Back in July, when we chatted to founder Shahzad Younas, video was on his mind — though his preoccupation was on how to incorporate “elements of video” in a sensible and safe way for a user base that’s intent on finding serious connection for the purpose of marriage. Muzmatch users definitely aren’t interested in casual dating or hook-ups. So “simple video” wasn’t on the cards, he said then.

In the event Muzmatch is starting by opening an indirect video chat channel between a potential match and a parent — to augment existing chaperone elements within the app, such as an optional wali/guardian feature for female users (which lets them elect to have their in-app chats emailed to a third party).

To access the new video dad chat feature — which must surely rank as one of the most nerve-wracking types of live chats available in the broad-brush dating app world right now — a Muzmatch user needs to navigate to their chat options and tap on the Dad Verification button.
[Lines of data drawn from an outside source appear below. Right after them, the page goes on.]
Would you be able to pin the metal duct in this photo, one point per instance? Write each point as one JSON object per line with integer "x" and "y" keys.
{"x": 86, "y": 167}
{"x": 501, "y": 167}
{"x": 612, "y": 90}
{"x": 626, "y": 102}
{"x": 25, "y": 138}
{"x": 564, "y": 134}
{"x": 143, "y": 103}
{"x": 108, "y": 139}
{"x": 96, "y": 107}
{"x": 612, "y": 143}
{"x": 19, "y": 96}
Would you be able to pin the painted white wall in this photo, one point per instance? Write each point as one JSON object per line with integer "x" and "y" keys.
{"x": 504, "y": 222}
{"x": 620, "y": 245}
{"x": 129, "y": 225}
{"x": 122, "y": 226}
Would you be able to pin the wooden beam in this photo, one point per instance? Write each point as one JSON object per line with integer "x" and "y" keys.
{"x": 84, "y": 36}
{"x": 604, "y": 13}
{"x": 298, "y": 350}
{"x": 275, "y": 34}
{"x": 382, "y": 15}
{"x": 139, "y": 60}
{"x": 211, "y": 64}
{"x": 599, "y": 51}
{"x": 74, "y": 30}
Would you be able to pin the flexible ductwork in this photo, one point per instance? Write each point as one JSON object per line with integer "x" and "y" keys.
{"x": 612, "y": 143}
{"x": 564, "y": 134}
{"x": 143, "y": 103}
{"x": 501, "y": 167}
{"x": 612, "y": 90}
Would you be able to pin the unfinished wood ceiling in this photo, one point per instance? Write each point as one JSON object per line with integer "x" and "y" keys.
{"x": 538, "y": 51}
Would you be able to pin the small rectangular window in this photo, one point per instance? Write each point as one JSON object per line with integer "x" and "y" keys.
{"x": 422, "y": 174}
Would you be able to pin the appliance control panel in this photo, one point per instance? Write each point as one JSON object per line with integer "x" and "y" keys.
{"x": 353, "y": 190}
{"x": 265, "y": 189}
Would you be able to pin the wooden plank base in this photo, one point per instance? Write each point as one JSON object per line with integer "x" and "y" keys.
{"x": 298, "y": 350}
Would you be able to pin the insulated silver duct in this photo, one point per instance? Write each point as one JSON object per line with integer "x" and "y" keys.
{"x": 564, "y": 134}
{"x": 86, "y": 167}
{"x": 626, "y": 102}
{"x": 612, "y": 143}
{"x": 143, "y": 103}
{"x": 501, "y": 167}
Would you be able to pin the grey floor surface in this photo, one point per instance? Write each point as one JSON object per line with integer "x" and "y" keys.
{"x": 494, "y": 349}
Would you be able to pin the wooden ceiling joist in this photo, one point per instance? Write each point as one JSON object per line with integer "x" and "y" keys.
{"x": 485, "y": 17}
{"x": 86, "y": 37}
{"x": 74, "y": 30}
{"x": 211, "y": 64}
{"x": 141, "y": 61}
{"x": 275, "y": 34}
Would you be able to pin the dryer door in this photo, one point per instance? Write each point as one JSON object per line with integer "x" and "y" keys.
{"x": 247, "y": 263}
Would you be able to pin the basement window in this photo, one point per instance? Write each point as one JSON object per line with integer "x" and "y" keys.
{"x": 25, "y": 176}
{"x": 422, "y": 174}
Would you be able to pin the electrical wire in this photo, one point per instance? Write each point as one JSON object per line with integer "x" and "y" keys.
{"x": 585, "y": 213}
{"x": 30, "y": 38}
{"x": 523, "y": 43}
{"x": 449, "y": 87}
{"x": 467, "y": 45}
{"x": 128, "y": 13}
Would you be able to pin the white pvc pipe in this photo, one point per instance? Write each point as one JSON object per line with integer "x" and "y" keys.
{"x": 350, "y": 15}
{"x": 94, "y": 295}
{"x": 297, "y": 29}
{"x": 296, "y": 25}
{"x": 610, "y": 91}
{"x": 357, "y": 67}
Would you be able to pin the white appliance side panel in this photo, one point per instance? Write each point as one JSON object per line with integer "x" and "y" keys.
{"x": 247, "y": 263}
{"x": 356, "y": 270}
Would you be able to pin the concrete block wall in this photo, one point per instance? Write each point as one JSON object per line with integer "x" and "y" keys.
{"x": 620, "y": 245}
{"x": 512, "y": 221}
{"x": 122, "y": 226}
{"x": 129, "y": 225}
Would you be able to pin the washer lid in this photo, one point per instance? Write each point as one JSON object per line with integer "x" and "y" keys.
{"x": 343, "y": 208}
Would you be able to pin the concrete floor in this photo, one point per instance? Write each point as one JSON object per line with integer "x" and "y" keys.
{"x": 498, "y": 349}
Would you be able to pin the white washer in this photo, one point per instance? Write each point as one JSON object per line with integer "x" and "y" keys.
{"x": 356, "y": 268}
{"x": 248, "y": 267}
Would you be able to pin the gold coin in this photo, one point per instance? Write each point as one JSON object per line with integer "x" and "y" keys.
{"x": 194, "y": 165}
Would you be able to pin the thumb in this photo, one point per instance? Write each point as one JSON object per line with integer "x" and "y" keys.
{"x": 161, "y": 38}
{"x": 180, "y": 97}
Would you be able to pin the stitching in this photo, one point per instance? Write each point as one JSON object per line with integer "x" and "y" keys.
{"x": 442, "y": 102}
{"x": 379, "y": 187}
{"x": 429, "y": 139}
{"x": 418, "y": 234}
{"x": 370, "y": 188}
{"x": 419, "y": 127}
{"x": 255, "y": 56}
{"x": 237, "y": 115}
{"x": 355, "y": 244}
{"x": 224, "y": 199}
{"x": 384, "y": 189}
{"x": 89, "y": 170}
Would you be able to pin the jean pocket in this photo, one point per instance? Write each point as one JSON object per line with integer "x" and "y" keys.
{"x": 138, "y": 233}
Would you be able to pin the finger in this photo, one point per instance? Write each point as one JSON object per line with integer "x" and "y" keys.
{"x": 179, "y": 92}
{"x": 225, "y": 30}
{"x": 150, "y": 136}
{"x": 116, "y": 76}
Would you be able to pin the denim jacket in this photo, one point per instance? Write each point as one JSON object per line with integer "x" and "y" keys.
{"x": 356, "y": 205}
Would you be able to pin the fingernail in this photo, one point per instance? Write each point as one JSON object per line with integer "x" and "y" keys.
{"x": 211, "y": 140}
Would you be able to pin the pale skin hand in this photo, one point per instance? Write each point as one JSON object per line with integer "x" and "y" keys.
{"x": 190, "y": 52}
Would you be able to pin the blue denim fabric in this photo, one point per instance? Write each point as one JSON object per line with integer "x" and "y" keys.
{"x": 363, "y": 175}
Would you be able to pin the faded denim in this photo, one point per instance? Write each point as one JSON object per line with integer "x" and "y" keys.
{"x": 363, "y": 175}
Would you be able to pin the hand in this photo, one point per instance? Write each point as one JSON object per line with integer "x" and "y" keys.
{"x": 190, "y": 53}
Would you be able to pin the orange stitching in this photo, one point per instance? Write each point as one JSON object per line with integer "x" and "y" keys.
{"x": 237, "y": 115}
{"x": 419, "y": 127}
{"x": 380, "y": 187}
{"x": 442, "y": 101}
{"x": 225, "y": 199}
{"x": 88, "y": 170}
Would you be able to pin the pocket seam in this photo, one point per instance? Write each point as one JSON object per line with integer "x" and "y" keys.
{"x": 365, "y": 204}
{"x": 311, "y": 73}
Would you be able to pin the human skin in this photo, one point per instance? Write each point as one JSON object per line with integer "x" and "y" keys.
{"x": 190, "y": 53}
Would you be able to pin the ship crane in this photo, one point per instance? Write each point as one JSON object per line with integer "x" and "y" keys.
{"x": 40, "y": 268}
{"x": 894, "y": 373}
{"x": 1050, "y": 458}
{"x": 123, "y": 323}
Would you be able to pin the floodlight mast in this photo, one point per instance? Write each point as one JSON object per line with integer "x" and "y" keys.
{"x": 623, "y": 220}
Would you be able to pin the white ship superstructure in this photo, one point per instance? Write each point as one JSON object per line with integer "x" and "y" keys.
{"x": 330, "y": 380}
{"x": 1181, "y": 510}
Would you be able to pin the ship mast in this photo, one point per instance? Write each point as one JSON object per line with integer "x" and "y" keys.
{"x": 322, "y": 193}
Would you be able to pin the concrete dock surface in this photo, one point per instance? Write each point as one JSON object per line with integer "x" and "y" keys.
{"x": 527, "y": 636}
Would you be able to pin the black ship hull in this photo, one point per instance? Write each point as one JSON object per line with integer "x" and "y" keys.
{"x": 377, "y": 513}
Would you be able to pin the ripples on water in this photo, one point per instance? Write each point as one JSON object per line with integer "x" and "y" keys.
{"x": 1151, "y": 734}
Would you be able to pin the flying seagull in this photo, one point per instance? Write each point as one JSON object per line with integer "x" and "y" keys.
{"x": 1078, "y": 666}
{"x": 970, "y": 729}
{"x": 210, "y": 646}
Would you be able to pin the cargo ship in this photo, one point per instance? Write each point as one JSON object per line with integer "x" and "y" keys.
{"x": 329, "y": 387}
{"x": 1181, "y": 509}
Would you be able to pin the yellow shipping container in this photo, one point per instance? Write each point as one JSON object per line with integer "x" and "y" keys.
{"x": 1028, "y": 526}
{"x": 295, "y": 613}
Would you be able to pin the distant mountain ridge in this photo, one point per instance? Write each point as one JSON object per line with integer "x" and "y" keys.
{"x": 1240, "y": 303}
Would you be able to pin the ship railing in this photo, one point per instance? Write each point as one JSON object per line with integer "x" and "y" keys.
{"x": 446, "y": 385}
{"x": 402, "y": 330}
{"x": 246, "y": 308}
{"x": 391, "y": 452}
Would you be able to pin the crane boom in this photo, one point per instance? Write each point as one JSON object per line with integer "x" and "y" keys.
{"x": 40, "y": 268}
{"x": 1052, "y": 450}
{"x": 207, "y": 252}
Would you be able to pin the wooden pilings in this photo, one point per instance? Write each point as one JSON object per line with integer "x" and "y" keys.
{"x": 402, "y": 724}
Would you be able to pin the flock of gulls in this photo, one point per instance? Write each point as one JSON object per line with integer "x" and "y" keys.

Be warned: This will immediately trigger a video call with a potential partner’s dad. Evidently it’s not a button to be pressed when casually dressed or lost for words.

Unlike the wail/guardian chaperone feature, the Dad Verification button is universally available to both male and female users — so both sides of the community of users can opt to seek the approbation of a match’s father to advance their suit, per Muzmatch.

It’s not clear whether the startup is manually verifying a user’s dad is who they say they are. We’ve asked for more on that.

“To support the women who are complaining that men simply aren’t as serious about marriage anymore and the ones who have been ghosted and led on, the revolutionary Dad Verified feature will allow both men and women on muzmatch to check if their match is ready for marriage by getting them to speak to their father and get the seal of approval,” it writes in a press release.

It’s the latest tweak for the app which underwent some spring cleaning in January.

A v3.0 launch then brought updates to the interface, including support for richer profile content; a new card layout to showcase potential matches; and a cleaner view of matches/unmatches. Browsing and discovery, explore and chat also got a refresh at that point. But with dad video chats Muzmatch is taking a bigger step in the hopes of bringing its community along for the ride — and fending off growing competition for its target users in the process.

Zooming out, while dating apps are facing a curious time right now, as a result of the coronavirus crisis putting a dampener on face-to-face meet-ups with so much of the world under de facto house arrest, such physical restrictions seem likely to offer less of a disruption to Muslim dating apps — where the focus is on remote courtship to establish if there’s a marriage connection, rather than applying digital chatter as an accelerant for meeting in person.